Friday, November 23, 2012

Social Media Isn’t About Campaigns It’s About Strategy

4 ways to use social media in your intelligence gathering
    using social media to drive strategy
  1. Find your curators – Information curation has been a part of the social scene for years.  Whereas most of this curation is done around topic areas, if you can find (or create) someone who curates the relevant topics around you and your business, then it can serve as a significantly better source of information than trawling through a database.  By collecting information from a variety of sources you avoid the groupthink that is so pervasive.  Recruiting these curators from outside of the company is an easy way to avoid company centred thinking.  Of course, this curation doesn’t just have to be about you, you can also do it for competitors as well.

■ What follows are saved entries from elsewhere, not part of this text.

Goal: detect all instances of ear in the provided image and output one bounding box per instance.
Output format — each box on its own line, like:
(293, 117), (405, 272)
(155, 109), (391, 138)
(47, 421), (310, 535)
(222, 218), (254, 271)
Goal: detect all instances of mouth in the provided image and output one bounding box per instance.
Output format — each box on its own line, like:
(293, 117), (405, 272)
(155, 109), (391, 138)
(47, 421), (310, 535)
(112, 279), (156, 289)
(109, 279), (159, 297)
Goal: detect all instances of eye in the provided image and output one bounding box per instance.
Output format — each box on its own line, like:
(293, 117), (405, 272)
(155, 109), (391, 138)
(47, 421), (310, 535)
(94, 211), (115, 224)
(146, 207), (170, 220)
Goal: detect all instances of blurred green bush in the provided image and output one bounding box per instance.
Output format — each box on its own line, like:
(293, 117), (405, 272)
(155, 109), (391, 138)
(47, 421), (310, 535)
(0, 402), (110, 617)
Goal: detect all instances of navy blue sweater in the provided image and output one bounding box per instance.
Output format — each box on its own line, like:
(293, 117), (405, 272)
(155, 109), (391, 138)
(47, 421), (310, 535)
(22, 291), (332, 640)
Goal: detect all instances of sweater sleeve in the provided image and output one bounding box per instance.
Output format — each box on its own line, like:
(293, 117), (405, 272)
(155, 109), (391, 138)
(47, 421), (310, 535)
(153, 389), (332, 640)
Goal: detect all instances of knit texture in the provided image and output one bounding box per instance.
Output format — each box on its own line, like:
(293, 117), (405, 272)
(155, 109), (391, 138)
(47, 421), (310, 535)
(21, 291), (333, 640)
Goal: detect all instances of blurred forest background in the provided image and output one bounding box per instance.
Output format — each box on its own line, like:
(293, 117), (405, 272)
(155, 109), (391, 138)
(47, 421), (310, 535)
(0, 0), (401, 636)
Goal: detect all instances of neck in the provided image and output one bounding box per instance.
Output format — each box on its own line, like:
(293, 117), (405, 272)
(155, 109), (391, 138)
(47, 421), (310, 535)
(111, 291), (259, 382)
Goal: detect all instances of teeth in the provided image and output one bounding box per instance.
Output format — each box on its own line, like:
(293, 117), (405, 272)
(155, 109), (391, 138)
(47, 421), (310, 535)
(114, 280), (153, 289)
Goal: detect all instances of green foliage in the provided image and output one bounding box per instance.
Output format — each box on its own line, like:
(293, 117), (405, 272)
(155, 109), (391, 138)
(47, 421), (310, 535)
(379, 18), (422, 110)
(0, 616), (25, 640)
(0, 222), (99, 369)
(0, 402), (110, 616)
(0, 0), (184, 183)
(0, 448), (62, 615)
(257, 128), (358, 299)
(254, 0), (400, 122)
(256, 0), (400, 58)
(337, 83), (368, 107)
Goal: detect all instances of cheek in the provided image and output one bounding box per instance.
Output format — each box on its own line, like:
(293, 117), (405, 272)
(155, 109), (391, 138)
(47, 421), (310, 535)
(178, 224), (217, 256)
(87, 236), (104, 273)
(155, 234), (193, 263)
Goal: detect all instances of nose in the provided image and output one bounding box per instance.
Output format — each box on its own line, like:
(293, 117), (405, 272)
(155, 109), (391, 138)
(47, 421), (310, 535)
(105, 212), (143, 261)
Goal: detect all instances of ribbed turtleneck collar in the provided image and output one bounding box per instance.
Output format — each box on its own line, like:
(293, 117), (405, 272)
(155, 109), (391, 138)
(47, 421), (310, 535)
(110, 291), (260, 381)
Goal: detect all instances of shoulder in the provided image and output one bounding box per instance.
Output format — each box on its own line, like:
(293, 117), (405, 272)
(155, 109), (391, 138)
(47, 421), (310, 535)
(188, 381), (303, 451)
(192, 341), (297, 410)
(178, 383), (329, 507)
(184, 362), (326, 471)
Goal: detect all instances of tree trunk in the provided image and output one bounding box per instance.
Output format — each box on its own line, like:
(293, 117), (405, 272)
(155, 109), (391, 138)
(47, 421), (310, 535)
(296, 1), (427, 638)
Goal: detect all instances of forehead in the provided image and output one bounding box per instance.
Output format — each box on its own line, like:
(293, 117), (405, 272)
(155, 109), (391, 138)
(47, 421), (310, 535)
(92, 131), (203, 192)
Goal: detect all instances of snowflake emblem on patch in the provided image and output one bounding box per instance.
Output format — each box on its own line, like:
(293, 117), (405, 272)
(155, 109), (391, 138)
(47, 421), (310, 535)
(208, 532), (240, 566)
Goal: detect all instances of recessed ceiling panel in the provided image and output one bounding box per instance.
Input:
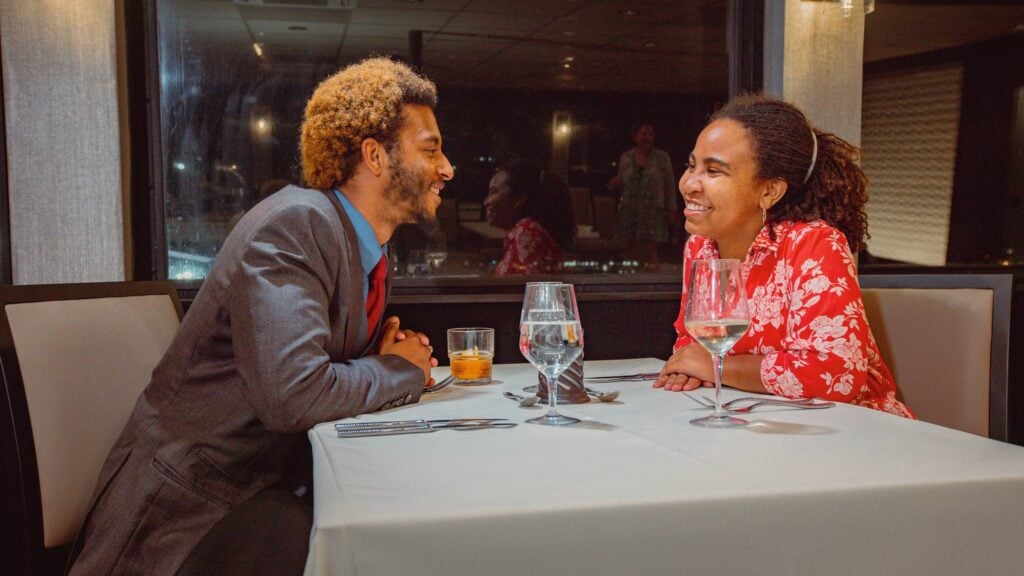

  1. More engagement, less data collection – Whereas previously data gathering took up a significant chunk of time, with social listening tools, and fine curation, you’re freeing up a lot of time to actually engage with people.  This is the respond part because it frees up time to solicit ideas and get feedback from your customers, and get them co-creating new products with you.  Therefore the ability to engage with a community is now a key skill for the modern employee.
  2. Drive insight – Do you still use SWOT when doing strategy?  How about empowering social media to try a different approach.  More and more analytics products are hitting the market that will analyse the social web for you.  They’ll be reading blog posts or discussion forums, they’ll be checking out Twitter and Facebook.  They’ll give you great insight into what really matters to your customers.  They’ll tell you where your strengths and weaknesses are.
  3. Drive action – I’m sure many of us have been handed reports stuffed to the gills with data.  Whilst no doubt thoughtfully produced and full of nice insight, they don’t make it easy to actually make changes.  Social media offers you a way to get insights delivered in such a way as it makes driving changes much easier.  New social software automatically curates important information collected from the social web and delivers it to decision makers in an easy to understand format.  The nice thing is that this information no longer has to exist on a ‘need to know’ basis, it can be shared throughout the organisation, therefore democratising intelligence.
As you can see, there is so much more to social media than merely running campaigns.  Your task is to ensure you utilise it to its fullest.